1. Interactive tutorial

Launches a Jupyter notebook that walks you through the core concepts of Image-to-Clips and live examples of turning a single frame into a mini video sequence.

2. Command-line usage

Demonstrates two minimal examples:

  • Without Puzzles augmentation: sample ordered overlapping patches to form a video clip.
  • With Puzzles augmentation: additionally applies augmentation to a subset of those patches, diversing novel viewpoints.
# Without Puzzles augmentation
python Image2Clips.py --input examples/I2C/alien.jpg --output examples/I2C --threshold 0.01 \
                          --NPuzzles 8 --min_box_size_scale 0.4 --max_box_size_scale 0.8 \
                          --min_overlap 0.1 --max_overlap 0.3 

# With Puzzles augmentation
python Image2Clips.py --input examples/I2C/lamp.jpg --output examples/I2C --threshold 0.01 \
                          --NPuzzles 6 --min_box_size_scale 0.2 --max_box_size_scale 0.5 \
                          --min_overlap 0.1 --max_overlap 0.3 --Augment \
                          --rotate_ratio 0.2 --rotate_min_coverage 0.2 --rotate_max_coverage 0.8 \
                          --max_rotation_angle 60.0 --front_back_ratio_thresh 0.6                          

Parameters:

  • --input: Path to the input image.
  • --output: Path to save the output video clips.
  • --threshold: Threshold for depth map, remove the discontinuous edge of depth map.
  • --NPuzzles: Number of puzzles to generate.
  • --min_box_size_scale and --max_box_size_scale: Scale range for the size of the puzzle patches.
  • --min_overlap and --max_overlap: Overlap range between puzzle patches.
  • --Augment: Enable Puzzles augmentation.
  • --rotate_ratio: Ratio of puzzles to rotate.
  • --rotate_min_coverage and --rotate_max_coverage: Coverage range for rotated puzzles.
  • --max_rotation_angle: Maximum rotation angle for puzzles.
  • --front_back_ratio_thresh: Threshold for front-back ratio to filter out puzzles. (Corresponds to the Section 3.1 Front-surface coverage test in the paper)

What to expect:

  • The first command (--NPuzzles 8) produces 8 contiguous video clips.

  • The second command (with --Augment and rotation flags) intersperses dynamic, rotated views for improved viewpoint diversity.

  • Try the examples in the examples/I2C directory to see how different parameters affect the output.
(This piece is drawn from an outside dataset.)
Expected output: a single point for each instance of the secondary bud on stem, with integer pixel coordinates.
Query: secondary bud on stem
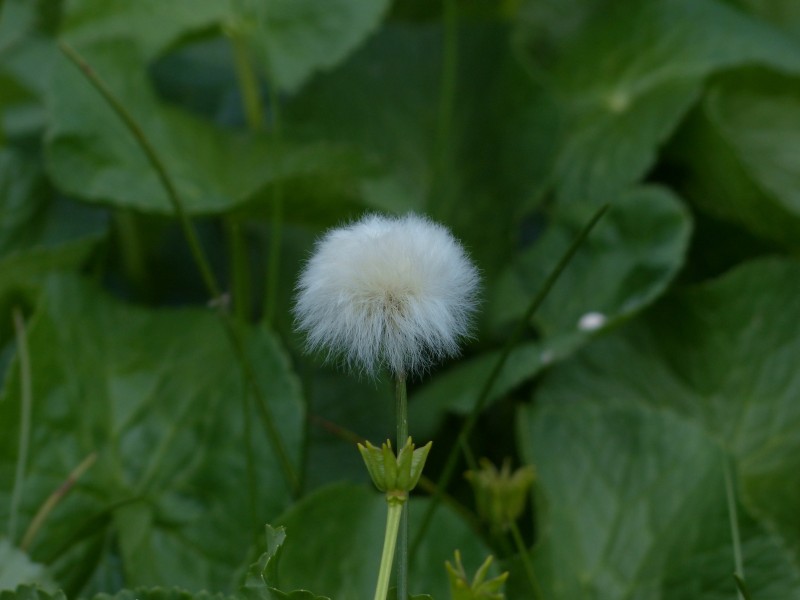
(479, 588)
(395, 475)
(500, 495)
Please refer to the scripts.md for more examples.

Training and Evaluation

Datasets

We use Habitat, ScanNet, ArkitScenes, and BlendedMVS to train model. Please refer to data_preprocess.md for details on dataset preparation.

Training

Below are the commands to train Spann3R on the unified dataset of BlendMVS, Habitat, ScanNet, and ArkitScene, both with and without Puzzles augmentation. Adjust --nproc_per_node, --nnodes, and rendezvous settings (--rdzv_*) to match your cluster.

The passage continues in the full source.